School of Pharmacy, Newcastle University, Newcastle upon Tyne, UK.
Institute of Health and Society, Newcastle University, Newcastle upon Tyne, UK.
BMJ Open. 2018 Aug 1;8(7):e022109. doi: 10.1136/bmjopen-2018-022109.
To (1) explore the clustering of community pharmacies in England and (2) determine the relationship between community pharmacy clustering, urbanity and deprivation.
An area-level analysis spatial study.
England.
Community pharmacy clustering determined as a community pharmacy located within 10 min walking distance to another community pharmacy.
Addresses and postal codes of each community pharmacy in England were used in the analysis. Each pharmacy postal code was assigned to a lower layer super output area, which was then matched to urbanity (urban, town and fringe or village, hamlet and isolated dwellings) and deprivation decile (using the Index of Multiple Deprivation score).
75% of community pharmacies in England were located in a 'cluster' (within 10 min walking distance of another pharmacy): 19% of community pharmacies were in a cluster of two, while 56% of community pharmacies were in clusters of three or more. There was a linear relationship between community pharmacy clustering and social deprivation-with clustering more prevalent in areas of higher deprivation: for community pharmacies located in areas of lowest deprivation (decile 1), there was a significantly lower risk of clustering compared with community pharmacies located in areas of highest deprivation (relative risk 0.12 (95% CI 0.10 to 0.16)).

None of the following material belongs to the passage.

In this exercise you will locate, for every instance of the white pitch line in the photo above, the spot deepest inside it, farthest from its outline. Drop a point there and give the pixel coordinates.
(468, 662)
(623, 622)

Clustering of community pharmacies in England is common, although there is a positive trend between community pharmacy clustering and social deprivation, whereby clustering is more significant in areas of high deprivation. Arrangements for future community pharmacy funding should not solely focus on distance from one pharmacy to another as means of determining funding allocation, as this could penalise community pharmacies in our most deprived communities, and potentially have a negative effect on other healthcare providers, such as general practitioner and accident and emergency services.
(1)探索英格兰社区药店的集聚情况,(2)确定社区药店集聚、城市化和贫困程度之间的关系。
基于区域层面的分析性空间研究。
英格兰。
社区药店集聚度通过在 10 分钟步行距离内有另一家社区药店来确定。
使用英格兰每家社区药店的地址和邮政编码进行分析。每个药店的邮政编码被分配到一个较低层次的超级输出区,然后与城市化(城市、城镇和边缘区或村庄、小村庄和孤立住所)和贫困程度十分位数(使用多维度贫困指数得分)相匹配。
英格兰 75%的社区药店位于“集聚”区域(距离另一家药店 10 分钟步行距离内):19%的社区药店位于 2 家药店的集聚区,而 56%的社区药店位于 3 家或更多药店的集聚区。社区药店集聚与社会贫困程度之间存在线性关系——集聚在贫困程度较高的地区更为普遍:与位于贫困程度最低(十分位 1)地区的社区药店相比,位于贫困程度最高(十分位 10)地区的社区药店集聚的风险显著更高(相对风险 0.12(95%CI 0.10 至 0.16))。
英格兰社区药店的集聚现象很普遍,尽管社区药店集聚与社会贫困程度之间存在正相关趋势,但在贫困程度较高的地区,集聚程度更为显著。未来社区药店资金安排不应仅仅关注每家药店之间的距离,作为确定资金分配的手段,因为这可能会使贫困社区的社区药店处于不利地位,并可能对其他医疗保健提供者(如全科医生和急症服务)产生负面影响。